Safe2Drive: Evaluating Safe Driving Behaviors of E2E Autonomous Driving Models
For researchers developing end-to-end autonomous driving systems, this work highlights that current models lack robust safe-driving reasoning in common hazardous scenarios, despite high performance on standard benchmarks.
Safe2Drive introduces 100 safety-critical driving scenarios and a new metric (SDS) to evaluate end-to-end autonomous driving policies. Two state-of-the-art models (LEAD and SimLingo) show drastic performance drops (e.g., LEAD from 94.70 to 39.95 DS) and low SDS scores (11.85 and 15.27), revealing brittle safe-driving behaviors.
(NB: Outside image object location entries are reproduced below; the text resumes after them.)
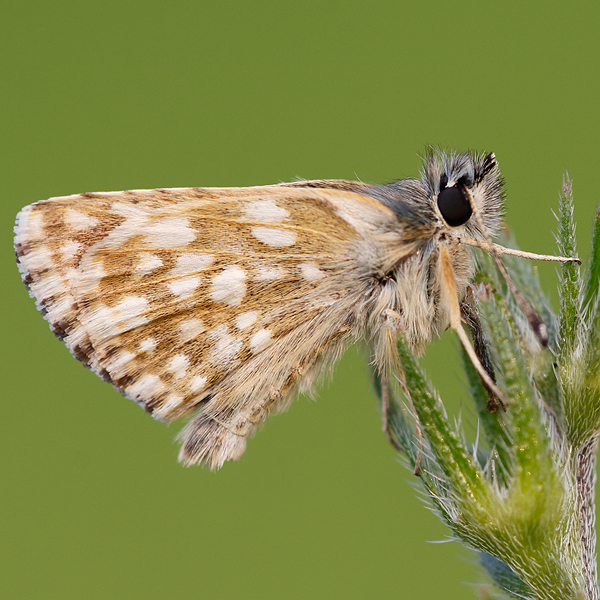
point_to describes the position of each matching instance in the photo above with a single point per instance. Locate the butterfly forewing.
(219, 299)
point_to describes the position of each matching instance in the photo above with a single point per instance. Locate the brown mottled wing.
(223, 300)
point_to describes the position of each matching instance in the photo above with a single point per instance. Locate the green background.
(118, 95)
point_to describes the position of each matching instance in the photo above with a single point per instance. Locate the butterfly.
(224, 303)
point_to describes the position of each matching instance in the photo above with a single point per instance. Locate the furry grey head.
(452, 186)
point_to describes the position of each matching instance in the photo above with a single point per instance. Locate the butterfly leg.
(470, 317)
(449, 291)
(390, 329)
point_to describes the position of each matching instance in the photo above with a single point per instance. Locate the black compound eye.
(454, 206)
(443, 181)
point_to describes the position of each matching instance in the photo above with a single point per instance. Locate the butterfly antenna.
(537, 325)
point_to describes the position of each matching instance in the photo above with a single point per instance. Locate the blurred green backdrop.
(130, 94)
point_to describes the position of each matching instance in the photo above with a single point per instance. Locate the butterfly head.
(465, 191)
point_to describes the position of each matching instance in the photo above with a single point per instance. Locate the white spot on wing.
(79, 221)
(178, 365)
(227, 347)
(118, 364)
(148, 263)
(245, 320)
(191, 262)
(229, 286)
(266, 211)
(311, 272)
(70, 249)
(272, 236)
(148, 345)
(197, 384)
(260, 340)
(170, 232)
(184, 287)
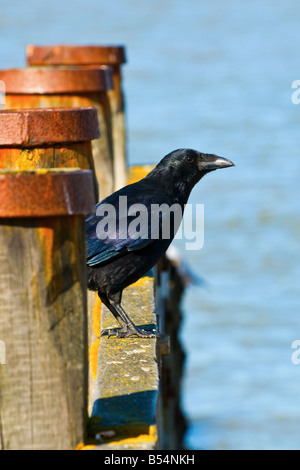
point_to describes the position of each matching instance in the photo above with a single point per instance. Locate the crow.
(119, 253)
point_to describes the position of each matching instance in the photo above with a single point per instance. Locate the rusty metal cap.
(46, 193)
(56, 80)
(48, 126)
(75, 55)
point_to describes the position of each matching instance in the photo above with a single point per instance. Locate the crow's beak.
(214, 162)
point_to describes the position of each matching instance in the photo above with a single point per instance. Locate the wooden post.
(113, 56)
(48, 138)
(56, 87)
(43, 313)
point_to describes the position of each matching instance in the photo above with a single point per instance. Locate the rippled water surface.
(215, 76)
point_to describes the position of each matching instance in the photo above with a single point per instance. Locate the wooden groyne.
(62, 384)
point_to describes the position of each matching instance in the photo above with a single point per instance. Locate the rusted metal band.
(46, 193)
(75, 55)
(56, 80)
(49, 126)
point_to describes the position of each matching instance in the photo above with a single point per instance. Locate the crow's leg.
(128, 328)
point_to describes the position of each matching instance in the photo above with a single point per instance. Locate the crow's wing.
(112, 232)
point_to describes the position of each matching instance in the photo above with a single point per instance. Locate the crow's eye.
(190, 159)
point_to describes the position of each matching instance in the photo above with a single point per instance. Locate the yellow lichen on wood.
(142, 281)
(151, 437)
(94, 358)
(82, 446)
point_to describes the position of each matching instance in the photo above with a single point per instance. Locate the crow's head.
(183, 168)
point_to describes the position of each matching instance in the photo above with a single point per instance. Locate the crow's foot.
(129, 332)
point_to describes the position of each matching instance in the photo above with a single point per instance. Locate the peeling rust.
(33, 127)
(44, 193)
(73, 54)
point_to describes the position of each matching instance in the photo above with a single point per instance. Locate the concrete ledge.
(127, 384)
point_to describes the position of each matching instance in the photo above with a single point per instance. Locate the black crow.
(122, 248)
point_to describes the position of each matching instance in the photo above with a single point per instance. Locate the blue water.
(215, 76)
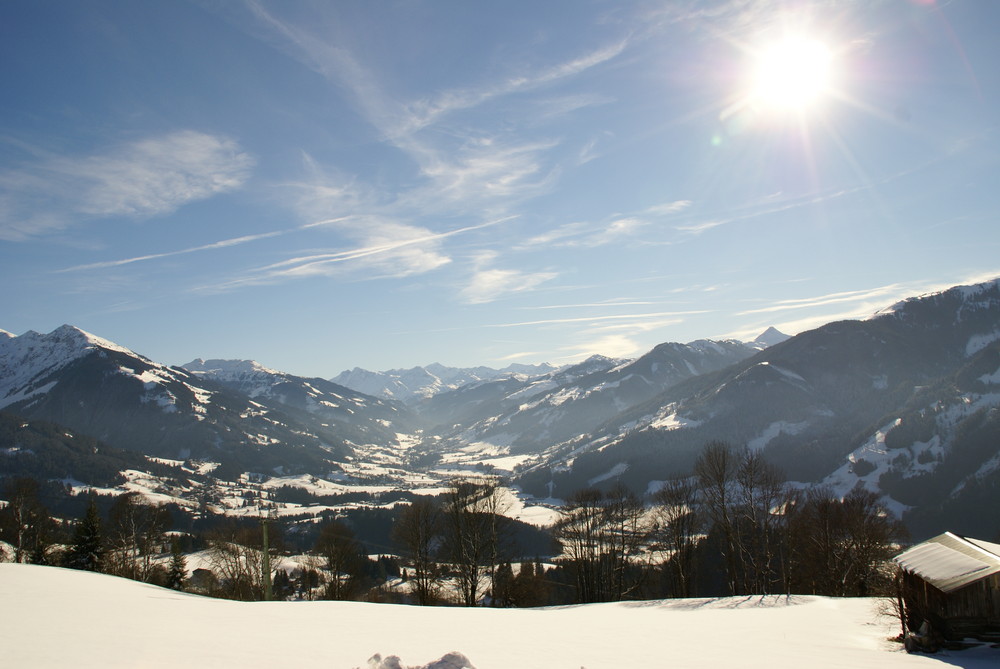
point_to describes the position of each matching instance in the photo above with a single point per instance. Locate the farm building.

Recent end-to-end (E2E) autonomous driving policies achieve high driving scores in closed-loop simulations. Yet it remains unclear whether these policies handle common safety-critical scenarios. We present Safe2Drive (S2D), a set of Bench2Drive-aligned scenario extensions focused on three frequent families of road hazards: work zones, pedestrian jaywalking, and occluded vulnerable road users (VRUs). Safe2Drive adds 100 common but challenging scenarios and introduces SafeDriving Score (SDS), a safety-centric metric that augments prior evaluators with pre-crash braking, work zone-object contact, lane centering, and smoothness checks. Evaluating two state-of-the-art policies (LEAD and SimLingo) on S2D, we find that their driving scores drop sharply relative to their reported Bench2Drive baselines (LEAD: from 94.70 DS on Bench2Drive to 39.95 DS on S2D; SimLingo: from 85.07 DS on Bench2Drive to 41.00 DS on S2D) and that SDS on S2D is low (11.85 for LEAD and 15.27 for Sim-Lingo). These results are consistent with brittle safe-driving behaviors such as poor work-zone understanding, red-light violations, and late or absent braking for pedestrians. This study highlights a lack of safe behavioral reasoning in E2E models even when tested on CARLA towns that are part of the training set. We plan to release the code and videos for all 100 S2D scenarios.